Thierry Marceau, 2018.

Objects aren’t very important any more

The title is a quote from Joseph Beuys. [1]

February 14 - 17, 2018

Opening: Wednesday February 14, 6 pm to 8 pm
Artist talk and deposit of documents at 6:30 pm
Curator: Maude Johnson

 

Objects aren’t very important any more is an exhibition that retrospectively assesses Thierry Marceau’s performative project entitled 1/100 de 2-22, J’aime Montréal et Montréal m’aime and extends it simultaneously. Along with a publication produced for documentary purposes, which shares the title of Marceau’s work, the exhibition embodies its fifth and last phase. Within the frame of Quebec’s “Politique du « 1 % »” [2], Marceau periodically occupies the 2-22 over the last six years. He personified German conceptual artist Joseph Beuys (1921-1986) and, taking his iconic performance I Like America and America Likes Me (1974) as a starting point, developed a series of interventions held in the vitrines that form the building’s curtain wall with the aim of “inhabiting the edifice.”

 

Objects aren’t very important any more gathers images and objects resulting from the work; it sheds light on diverse elements in the interest of commingling the composite ensemble created by Marceau. It is supplemented by an installation in the reading room, which is organized around the publication 1/100 de 2-22, J’aime Montréal et Montréal m’aime and provides additional clues intended to enrich understandings of the artist’s practice. It is an attempt to unpack the various levels of the project and to display its complexity. Furthermore, the exhibition invites a consideration of the performative dimension at the core of the work so as to distinguish and assert its contribution. Without leaving any material traces, the interventions have pervaded the space: a presence henceforth inhabits it, generated in the very memory of the 2-22. Like a ghost, Beuys remains in the building, his representation lingering within its interstices. Within the frame of the exhibition opening, an artist talk and the deposit of the project’s documentation to Artexte will take place. This final performative segment marks the work’s transfer from spectacle to memory and, thus, orientates its future existence.

 

[1] Willoughby Sharp, “An Interview with Joseph Beuys,” Artforum, November 1969; reproduced in Lucy R. Lippard, Six Years: The Dematerialization of the Art Object from 1966 to 1972, Berkeley: University of California Press, 1973: 121.

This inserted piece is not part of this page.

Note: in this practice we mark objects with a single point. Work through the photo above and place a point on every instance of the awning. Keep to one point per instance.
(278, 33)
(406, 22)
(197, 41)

[2] Implemented in 1961, the “Politique d’intégration des arts à l’architecture et à l’environnement des bâtiments et des sites gouvernementaux et publics” is a provincial measure imposing the allocation of 1% of the construction budget of any building or layout of a public site to the realisation of artworks specifically conceived for the space.

 

Multidisciplinary artist Thierry Marceau has developed a practice of personification since 2004. Combining performance, video, photography, and installation, his work challenges the accepted interpretation of a series of iconic figures and popular images. He stages himself through performative portraits that are fuelled by collective memory. Marceau reshapes, reassembles, and diverts so as to deconstruct public narratives. His work has been part of numerous exhibitions across Quebec, Canada, and the United States.

Independent writer and curator, Maude Johnson holds a Master’s degree in Art History from Concordia University. She is interested in the relationship between bodies, time, and spaces. Her research explores performative and curatorial practices, among others. She has been a contributor to esse arts + opinions magazine since 2016, and participates in many contemporary art projects, exhibitions, publications, and events.